NAOMI AND HER DAUGHTERS
Walter Wangerin Jr.
A couple years ago I read PAUL by Walter Wangerin and liked it a lot. Paul isn't a very likeable character in the New Testament, and Wangerin didn't try to make him into one; if anything he made him grosser. But he did make him and other more minor New Testament characters seem like real humans, and he made Paul's letters and the history and divisions of the early church more relevant for me. NAOMI AND HER DAUGHTERS isn't as good. Wangerin gives the characters traumatic backstories and describes their bodily functions, but there's still something too Nice about the book and I couldn't really care about it. The version in the Bible is shorter and simpler and stranger and better.
WEEDS and CRAPALACHIA
Edith Summers Kelley and Scott McClanahan
U.S. history is short enough that you can kind of think you understand it, but it's long and deep and wide enough that you actually don't. WEEDS is about people living in Kentucky at the very beginning of the 20th century and CRAPALCHIA is about people living in West Virginia at the very end of it. WEEDS was written in 1923, and the library copy I read hadn't been checked out since 1979. CRAPALACHIA was written in 2013. The way people live and the way they write books has changed a lot in 90 years, but what are people gonna do, stop being people?

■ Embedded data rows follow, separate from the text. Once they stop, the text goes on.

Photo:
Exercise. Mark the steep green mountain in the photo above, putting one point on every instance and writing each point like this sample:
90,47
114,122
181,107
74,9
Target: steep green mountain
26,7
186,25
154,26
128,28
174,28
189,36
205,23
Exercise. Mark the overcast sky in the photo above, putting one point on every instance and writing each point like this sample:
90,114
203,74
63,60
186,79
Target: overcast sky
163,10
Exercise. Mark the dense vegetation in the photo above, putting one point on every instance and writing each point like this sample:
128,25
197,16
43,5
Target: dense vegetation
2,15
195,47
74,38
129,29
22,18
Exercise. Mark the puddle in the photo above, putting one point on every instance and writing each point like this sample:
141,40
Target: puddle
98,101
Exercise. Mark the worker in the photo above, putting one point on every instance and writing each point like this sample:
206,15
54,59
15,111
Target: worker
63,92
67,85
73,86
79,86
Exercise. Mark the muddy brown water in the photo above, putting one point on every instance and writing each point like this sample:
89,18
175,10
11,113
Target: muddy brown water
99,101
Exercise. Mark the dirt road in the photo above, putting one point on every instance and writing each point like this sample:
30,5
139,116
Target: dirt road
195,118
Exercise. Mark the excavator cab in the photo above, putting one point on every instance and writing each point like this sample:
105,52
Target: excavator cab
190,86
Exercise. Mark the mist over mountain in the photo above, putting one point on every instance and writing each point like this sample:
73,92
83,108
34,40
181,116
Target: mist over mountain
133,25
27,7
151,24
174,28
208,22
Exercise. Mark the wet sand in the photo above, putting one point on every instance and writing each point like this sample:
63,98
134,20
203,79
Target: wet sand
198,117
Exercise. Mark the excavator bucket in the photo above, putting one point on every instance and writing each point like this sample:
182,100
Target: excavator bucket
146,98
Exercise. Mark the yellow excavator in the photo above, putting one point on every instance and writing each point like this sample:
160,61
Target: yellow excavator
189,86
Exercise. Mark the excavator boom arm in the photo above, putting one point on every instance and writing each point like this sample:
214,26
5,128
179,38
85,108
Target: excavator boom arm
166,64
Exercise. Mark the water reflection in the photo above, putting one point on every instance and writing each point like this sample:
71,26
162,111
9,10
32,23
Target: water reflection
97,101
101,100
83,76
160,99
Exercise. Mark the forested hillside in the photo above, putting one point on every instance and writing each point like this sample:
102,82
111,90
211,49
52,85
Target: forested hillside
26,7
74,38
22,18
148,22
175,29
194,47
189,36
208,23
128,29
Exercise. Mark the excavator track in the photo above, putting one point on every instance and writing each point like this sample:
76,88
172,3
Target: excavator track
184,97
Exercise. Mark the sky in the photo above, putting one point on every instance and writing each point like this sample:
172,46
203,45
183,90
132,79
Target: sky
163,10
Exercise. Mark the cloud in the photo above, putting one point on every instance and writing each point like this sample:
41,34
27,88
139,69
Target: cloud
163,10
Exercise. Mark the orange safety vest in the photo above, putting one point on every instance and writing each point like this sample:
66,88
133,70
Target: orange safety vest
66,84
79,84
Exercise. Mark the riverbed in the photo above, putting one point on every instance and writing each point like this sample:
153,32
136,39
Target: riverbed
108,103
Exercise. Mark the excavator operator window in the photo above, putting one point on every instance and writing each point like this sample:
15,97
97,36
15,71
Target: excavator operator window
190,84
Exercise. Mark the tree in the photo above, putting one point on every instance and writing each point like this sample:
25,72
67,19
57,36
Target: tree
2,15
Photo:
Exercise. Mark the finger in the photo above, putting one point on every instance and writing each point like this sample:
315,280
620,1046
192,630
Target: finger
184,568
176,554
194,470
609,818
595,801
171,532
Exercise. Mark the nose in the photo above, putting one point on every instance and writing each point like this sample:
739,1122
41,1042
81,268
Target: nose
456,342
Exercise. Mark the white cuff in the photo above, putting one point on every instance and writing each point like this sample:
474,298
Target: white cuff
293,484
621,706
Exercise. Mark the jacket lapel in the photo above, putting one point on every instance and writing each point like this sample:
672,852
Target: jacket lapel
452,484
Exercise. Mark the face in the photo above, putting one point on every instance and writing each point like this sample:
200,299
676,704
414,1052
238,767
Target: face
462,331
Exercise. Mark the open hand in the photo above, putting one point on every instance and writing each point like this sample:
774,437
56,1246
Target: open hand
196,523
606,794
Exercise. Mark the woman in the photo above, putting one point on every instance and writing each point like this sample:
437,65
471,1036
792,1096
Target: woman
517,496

Some of them are happy and some of them aren't; most people are poor and don't get books written about them. Reading WEEDS felt a little like reading a less sentimental version of Laura Ingalls Wilder at first, but then it got sadder and angrier and I stopped being able to read it in bed, I had to read it in the afternoon. Reading CRAPALACHIA felt like reading something good on the internet, which isn't a criticism, it's just what new books often feel like to me now: someone who likes to talk and who I like to listen to sitting on my porch or in my truck. Towards the end of his book, Scott says I wanted to write a book about all the people I knew and loved before I forgot them, but I see that my book is something else now. I see that I have been praying a selfish prayer for myself. Other than people, books and prayer might be the things I spend the most time thinking about and trying to figure out, and this is a realization I have often had. Those italics aren't a good example of what the book is like though. It's funny and good and sometimes gross and sometimes sad. I intend to read more books by Scott McClanahan, but will probably never get around to reading Edith Summers Kelley's other book. I made the Springfield library buy CRAPALACHIA and I just returned it, so you can get it from there if you live here.